When Argentina occupied the Falklands, South Georgia and Sandwich Islands in April 1982, Britain launched Operation Corporate to recapture the islands. Analysts gave the British operation negligible chance of success, considering the challenges of operating far from home and within reach of modern land based Argentine Air Force aircraft. That it did succeed is due to the irreplaceable role played by Carrier Battle Group (CBG) centred on Hermes and Invincible, which provided the British Task Force integral air power. Carrier-borne Harriers accounted for 21 of the 46 Argentine aircraft casualties in the air, with naval surface-to-air missiles tallying 12 kills and air defence guns only 1 (the remaining 12 aircraft were lost to ground based weapons). Had the integral air power not been available, the British operation would inevitably have failed.

India, with island territories of its own in the Lakshadweep as well as Andaman and Nicobar Islands and extensive interests in the Indian Ocean, can ill afford to forget the strategic lessons of Falklands. It is a geographical fact that our Eastern island territories are outside the combat radius of all mainland based Indian Air Force (IAF) aircraft except the Su-30 MKI, while being well within the combat radius of aircraft belonging to other littorals. If the islands are threatened, the only way for India to exercise military power in the Andaman Sea is through maritime forces with integral air power. The strategic choice of not entering into military alliances leaves India no choice but to field a navy with the full spectrum of capabilities.

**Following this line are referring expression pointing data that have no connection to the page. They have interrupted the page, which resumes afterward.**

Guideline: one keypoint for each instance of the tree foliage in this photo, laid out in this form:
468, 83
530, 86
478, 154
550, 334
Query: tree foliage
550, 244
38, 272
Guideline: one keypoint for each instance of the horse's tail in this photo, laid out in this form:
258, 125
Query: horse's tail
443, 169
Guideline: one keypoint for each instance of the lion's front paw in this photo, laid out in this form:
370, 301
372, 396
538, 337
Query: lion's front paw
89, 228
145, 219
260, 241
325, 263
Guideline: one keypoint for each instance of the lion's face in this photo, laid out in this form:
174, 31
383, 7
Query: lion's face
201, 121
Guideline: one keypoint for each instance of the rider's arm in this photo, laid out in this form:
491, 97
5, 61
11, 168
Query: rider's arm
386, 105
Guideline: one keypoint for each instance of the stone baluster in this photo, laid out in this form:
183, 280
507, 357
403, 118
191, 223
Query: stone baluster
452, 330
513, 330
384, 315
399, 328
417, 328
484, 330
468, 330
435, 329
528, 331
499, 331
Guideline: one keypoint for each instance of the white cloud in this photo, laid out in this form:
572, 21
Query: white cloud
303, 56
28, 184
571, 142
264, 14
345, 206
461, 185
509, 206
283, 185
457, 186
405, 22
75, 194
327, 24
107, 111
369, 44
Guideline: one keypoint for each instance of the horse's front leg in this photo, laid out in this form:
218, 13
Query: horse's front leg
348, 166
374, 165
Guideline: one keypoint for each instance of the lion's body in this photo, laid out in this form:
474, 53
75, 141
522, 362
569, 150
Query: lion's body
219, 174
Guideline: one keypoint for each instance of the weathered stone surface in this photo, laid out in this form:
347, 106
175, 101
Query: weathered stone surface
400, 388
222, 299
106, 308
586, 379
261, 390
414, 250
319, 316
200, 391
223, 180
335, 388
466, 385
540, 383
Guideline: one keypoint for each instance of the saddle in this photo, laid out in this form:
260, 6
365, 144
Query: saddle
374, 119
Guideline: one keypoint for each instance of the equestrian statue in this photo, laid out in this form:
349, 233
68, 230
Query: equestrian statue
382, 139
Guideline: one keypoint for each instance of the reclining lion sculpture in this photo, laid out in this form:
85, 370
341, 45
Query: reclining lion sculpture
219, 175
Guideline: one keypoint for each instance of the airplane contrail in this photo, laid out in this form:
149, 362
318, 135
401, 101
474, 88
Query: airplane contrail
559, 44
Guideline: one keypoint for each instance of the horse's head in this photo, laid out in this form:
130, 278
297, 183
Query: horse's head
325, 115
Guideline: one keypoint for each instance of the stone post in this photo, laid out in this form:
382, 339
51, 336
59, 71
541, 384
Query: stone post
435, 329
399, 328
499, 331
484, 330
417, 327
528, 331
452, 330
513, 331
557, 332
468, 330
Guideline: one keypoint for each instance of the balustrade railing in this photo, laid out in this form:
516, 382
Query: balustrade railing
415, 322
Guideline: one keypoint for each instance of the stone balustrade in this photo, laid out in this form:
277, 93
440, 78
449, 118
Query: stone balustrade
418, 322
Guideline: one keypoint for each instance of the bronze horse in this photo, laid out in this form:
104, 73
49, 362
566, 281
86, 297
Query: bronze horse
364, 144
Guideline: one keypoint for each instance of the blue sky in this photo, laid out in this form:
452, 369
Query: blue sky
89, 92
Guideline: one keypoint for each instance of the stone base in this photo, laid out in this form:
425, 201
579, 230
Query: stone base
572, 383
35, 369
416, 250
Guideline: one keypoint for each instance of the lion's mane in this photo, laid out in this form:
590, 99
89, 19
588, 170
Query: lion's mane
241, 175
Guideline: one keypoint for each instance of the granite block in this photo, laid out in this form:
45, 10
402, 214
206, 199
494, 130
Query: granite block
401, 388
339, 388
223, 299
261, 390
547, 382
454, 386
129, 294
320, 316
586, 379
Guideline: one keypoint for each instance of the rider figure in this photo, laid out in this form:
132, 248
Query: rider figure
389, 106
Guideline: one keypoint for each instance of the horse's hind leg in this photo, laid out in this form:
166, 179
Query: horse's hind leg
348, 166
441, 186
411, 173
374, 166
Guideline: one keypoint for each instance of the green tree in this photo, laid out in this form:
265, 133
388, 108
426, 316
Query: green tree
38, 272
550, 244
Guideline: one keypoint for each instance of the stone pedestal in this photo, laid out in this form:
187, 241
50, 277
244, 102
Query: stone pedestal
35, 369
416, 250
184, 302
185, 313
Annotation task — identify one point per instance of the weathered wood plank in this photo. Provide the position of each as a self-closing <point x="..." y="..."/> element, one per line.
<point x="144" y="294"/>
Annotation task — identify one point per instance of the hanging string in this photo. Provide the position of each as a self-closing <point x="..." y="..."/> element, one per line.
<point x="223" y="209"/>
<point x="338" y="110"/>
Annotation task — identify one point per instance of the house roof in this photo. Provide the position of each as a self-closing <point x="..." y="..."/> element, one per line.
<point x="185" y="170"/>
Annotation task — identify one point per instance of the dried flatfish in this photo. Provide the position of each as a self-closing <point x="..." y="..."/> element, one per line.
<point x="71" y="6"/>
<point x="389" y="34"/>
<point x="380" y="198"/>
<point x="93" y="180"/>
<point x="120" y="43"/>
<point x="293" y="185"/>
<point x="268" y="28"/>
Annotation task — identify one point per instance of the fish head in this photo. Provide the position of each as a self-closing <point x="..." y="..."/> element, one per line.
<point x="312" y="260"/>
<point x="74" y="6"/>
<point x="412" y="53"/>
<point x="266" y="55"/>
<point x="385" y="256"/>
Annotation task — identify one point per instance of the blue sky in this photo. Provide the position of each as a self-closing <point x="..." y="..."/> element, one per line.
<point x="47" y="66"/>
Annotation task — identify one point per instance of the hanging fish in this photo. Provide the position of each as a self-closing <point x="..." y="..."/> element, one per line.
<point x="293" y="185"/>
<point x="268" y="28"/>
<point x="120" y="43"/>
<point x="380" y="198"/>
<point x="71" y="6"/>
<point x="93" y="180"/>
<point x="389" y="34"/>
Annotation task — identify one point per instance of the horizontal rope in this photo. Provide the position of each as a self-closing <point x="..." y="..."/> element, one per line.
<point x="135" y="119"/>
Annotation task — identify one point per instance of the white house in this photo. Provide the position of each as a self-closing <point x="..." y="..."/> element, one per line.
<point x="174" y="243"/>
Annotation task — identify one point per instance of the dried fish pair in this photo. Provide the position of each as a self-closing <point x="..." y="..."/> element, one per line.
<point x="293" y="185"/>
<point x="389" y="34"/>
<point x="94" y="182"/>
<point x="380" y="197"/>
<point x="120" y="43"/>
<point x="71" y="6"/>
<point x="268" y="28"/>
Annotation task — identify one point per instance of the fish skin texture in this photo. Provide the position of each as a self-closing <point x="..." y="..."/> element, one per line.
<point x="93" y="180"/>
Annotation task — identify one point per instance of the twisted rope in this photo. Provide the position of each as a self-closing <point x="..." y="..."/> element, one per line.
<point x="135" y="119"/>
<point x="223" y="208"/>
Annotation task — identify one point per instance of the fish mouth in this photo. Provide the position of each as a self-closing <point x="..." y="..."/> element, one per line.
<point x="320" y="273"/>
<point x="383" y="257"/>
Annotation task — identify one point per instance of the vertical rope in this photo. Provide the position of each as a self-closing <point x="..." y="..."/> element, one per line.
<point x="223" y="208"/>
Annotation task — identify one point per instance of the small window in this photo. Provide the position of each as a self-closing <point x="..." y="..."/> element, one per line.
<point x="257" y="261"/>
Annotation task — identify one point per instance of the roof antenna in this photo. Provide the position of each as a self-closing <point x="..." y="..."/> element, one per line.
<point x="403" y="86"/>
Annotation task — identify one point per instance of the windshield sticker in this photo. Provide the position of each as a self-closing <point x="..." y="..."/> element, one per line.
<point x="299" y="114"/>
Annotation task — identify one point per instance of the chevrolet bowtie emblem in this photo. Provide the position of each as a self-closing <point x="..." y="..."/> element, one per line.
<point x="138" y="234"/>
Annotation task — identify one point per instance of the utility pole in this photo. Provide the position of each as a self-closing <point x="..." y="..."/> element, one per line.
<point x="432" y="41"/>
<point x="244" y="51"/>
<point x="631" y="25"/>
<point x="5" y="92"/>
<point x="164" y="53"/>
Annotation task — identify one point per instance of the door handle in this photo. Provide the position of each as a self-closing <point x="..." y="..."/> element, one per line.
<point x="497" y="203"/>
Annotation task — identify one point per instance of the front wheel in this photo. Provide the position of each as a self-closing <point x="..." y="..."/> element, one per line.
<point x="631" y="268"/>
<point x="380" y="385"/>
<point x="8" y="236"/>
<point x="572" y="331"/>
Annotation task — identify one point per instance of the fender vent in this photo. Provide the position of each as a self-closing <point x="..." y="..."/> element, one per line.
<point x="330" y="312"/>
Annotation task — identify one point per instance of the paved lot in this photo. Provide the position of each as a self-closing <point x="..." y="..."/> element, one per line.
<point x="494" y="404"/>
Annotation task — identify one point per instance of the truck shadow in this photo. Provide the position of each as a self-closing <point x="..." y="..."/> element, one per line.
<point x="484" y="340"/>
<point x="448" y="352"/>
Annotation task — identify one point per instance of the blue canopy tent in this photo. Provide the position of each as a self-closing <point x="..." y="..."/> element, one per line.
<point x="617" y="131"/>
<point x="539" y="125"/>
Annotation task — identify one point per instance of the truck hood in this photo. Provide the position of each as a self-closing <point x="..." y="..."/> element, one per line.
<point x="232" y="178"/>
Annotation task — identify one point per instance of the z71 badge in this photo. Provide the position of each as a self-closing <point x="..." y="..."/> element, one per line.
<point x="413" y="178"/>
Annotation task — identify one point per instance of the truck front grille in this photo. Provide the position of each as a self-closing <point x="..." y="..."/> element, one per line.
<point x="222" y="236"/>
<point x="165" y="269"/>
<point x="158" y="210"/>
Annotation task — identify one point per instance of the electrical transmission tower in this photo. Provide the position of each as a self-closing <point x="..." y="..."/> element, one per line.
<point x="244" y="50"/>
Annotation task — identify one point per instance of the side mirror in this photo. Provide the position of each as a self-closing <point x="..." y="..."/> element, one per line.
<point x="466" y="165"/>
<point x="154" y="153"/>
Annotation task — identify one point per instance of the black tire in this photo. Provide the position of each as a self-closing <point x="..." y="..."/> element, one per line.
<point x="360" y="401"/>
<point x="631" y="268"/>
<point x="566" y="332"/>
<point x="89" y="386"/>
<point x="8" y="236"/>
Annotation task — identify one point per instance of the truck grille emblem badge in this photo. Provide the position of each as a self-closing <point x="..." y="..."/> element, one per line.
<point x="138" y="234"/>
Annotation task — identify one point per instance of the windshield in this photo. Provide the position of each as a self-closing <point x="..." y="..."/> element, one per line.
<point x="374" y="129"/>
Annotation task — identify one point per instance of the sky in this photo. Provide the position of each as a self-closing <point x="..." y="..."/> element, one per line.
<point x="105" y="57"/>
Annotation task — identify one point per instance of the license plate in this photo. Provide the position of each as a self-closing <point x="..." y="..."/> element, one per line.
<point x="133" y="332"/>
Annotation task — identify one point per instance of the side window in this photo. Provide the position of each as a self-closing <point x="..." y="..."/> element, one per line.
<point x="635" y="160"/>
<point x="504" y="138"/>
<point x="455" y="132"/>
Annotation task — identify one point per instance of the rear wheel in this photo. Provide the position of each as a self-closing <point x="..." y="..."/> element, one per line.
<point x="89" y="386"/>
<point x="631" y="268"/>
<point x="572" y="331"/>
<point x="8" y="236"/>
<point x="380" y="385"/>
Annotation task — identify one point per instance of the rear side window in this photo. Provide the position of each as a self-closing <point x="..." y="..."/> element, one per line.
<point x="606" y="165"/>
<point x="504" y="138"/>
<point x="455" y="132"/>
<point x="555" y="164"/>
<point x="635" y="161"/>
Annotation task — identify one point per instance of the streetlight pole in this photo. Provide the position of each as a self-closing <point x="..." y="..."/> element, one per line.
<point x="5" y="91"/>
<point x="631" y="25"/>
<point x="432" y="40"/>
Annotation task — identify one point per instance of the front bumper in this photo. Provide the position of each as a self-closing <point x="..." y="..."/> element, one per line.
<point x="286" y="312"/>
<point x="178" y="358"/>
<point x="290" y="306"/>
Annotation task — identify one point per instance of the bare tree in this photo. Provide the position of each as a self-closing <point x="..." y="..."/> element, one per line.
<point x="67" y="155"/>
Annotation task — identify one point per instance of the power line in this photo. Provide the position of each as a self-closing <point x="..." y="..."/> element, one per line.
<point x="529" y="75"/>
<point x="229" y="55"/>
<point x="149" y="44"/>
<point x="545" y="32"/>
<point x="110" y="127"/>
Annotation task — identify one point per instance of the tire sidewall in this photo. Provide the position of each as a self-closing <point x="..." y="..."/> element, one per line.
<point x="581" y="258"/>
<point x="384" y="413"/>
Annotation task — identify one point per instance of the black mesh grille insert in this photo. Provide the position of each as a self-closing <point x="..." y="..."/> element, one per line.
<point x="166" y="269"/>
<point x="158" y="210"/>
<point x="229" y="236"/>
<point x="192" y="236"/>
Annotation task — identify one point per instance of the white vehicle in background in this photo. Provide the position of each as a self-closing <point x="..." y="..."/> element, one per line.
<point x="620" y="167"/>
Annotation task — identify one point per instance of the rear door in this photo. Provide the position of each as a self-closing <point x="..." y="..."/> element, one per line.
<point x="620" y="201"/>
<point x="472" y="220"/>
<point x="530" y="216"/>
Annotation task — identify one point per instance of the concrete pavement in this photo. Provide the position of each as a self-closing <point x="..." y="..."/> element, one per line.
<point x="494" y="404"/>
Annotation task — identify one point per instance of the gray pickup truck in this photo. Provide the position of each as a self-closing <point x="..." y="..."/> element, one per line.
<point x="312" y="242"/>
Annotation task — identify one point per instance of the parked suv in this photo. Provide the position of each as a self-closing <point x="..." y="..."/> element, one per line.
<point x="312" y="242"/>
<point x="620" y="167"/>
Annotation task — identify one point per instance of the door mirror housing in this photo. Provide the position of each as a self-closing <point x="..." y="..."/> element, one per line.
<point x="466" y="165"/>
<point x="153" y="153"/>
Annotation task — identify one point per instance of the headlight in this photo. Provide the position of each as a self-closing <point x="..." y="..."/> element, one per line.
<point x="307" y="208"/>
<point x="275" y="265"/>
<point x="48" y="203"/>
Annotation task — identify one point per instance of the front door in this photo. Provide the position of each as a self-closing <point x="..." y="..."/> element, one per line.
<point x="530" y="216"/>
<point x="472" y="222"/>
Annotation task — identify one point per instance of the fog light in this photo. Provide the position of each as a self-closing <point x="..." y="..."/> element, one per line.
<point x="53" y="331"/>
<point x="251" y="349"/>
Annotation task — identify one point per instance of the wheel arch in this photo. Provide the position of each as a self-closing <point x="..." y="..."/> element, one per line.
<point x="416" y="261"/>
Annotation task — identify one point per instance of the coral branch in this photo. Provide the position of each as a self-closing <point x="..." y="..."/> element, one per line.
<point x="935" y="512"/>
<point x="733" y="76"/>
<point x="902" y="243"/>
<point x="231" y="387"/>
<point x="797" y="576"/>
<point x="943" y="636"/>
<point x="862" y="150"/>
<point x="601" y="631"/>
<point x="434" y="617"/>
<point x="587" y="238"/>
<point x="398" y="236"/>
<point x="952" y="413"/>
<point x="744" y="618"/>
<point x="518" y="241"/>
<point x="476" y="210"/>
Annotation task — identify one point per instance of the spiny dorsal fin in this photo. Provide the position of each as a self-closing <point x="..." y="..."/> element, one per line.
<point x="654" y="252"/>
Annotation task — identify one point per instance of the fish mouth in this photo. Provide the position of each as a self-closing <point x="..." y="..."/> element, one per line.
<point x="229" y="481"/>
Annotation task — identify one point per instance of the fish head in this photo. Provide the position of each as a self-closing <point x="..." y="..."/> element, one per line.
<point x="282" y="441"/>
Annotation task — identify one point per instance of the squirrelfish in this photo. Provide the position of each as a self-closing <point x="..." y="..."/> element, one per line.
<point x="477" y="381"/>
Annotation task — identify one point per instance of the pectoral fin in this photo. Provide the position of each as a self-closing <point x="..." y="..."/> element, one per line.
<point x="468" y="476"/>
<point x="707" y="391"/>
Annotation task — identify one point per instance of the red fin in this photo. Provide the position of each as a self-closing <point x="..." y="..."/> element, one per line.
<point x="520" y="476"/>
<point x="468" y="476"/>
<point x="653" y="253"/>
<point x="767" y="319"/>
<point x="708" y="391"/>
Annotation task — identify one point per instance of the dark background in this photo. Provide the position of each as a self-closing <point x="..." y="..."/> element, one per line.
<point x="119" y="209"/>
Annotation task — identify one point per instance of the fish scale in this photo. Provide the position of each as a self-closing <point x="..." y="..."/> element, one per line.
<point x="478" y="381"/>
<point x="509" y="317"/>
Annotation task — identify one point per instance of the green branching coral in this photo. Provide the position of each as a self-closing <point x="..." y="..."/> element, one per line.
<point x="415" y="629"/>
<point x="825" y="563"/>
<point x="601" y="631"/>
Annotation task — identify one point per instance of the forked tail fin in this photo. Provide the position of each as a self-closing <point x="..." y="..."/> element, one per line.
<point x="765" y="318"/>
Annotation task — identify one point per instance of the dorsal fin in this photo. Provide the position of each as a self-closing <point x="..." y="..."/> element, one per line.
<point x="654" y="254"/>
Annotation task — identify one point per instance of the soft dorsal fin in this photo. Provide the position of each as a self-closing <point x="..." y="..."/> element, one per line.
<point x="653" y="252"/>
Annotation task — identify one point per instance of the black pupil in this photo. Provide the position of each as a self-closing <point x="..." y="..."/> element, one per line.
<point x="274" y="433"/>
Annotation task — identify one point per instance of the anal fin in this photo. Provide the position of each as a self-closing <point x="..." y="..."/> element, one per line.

It cannot remain non-aligned and still dream that someone else will bail it out with the requisite air power when required.

The aircraft carrier constitutes a ‘strategic capability’, which, in essence, is one whose possession makes available certain strategies to attain the desired outcome, and the lack of which constrains the choice of strategy. It should be obvious that possession of the carrier creates the ability to promote desired outcomes in numerous areas of naval conflict, ranging from strike against enemy warships or land targets to air defence and anti-submarine warfare. The ‘capability’ is provided by the weapons and sensors carried by the numerous platforms, including fixed and rotary wing aircraft that comprise a CBG.

Can this capability be obtained by alternate means? With air-to-air refuellers such as the IL-78 coupled with strike aircraft including the Su-30MKI, the ability to hit a target anywhere in the Indian Ocean certainly exists. The RAF had similar capability in 1982, and in fact, used Vulcan bombers in Operation Black Buck to carry out ineffectual air strikes on Port Stanley. However, the Royal Air Force (RAF) did not possess the capability to provide air defence to the force tasked with retaking the Falklands; by far the more important requirement. For the Task Force Commander far from own air force bases facing incoming enemy air attack, the fact that air force interceptors will eventually reach him once he reports an incoming strike, provides little consolation: he needs them before the enemy reaches him, not later, after the enemy has completed his attack and gone away. The integral air capability is irreplaceable.

Every strategic asset offers strengths and has vulnerabilities. This is as true of the aircraft carrier as it is for nuclear weapons. One doesn’t hear the argument that because nuclear assets are difficult to defend, or because their loss would have a massive impact on morale, they should not be acquired. Mobility is one means of protection: nuclear powers the world over have chosen to move strategic nuclear assets from static to mobile platforms, including road and rail mobile launchers and nuclear submarines. The carrier enables mobile air capability that can hide in the vast expanse of the seas, emerging only when required for a specific task. Locating the CBG at sea is perhaps more challenging than locating a road/rail mobile nuclear missile launcher. One cannot help but wonder if apprehensions about the carrier’s survivability are driven more by extraneous factors including inter-service resource competition than dispassionate analysis.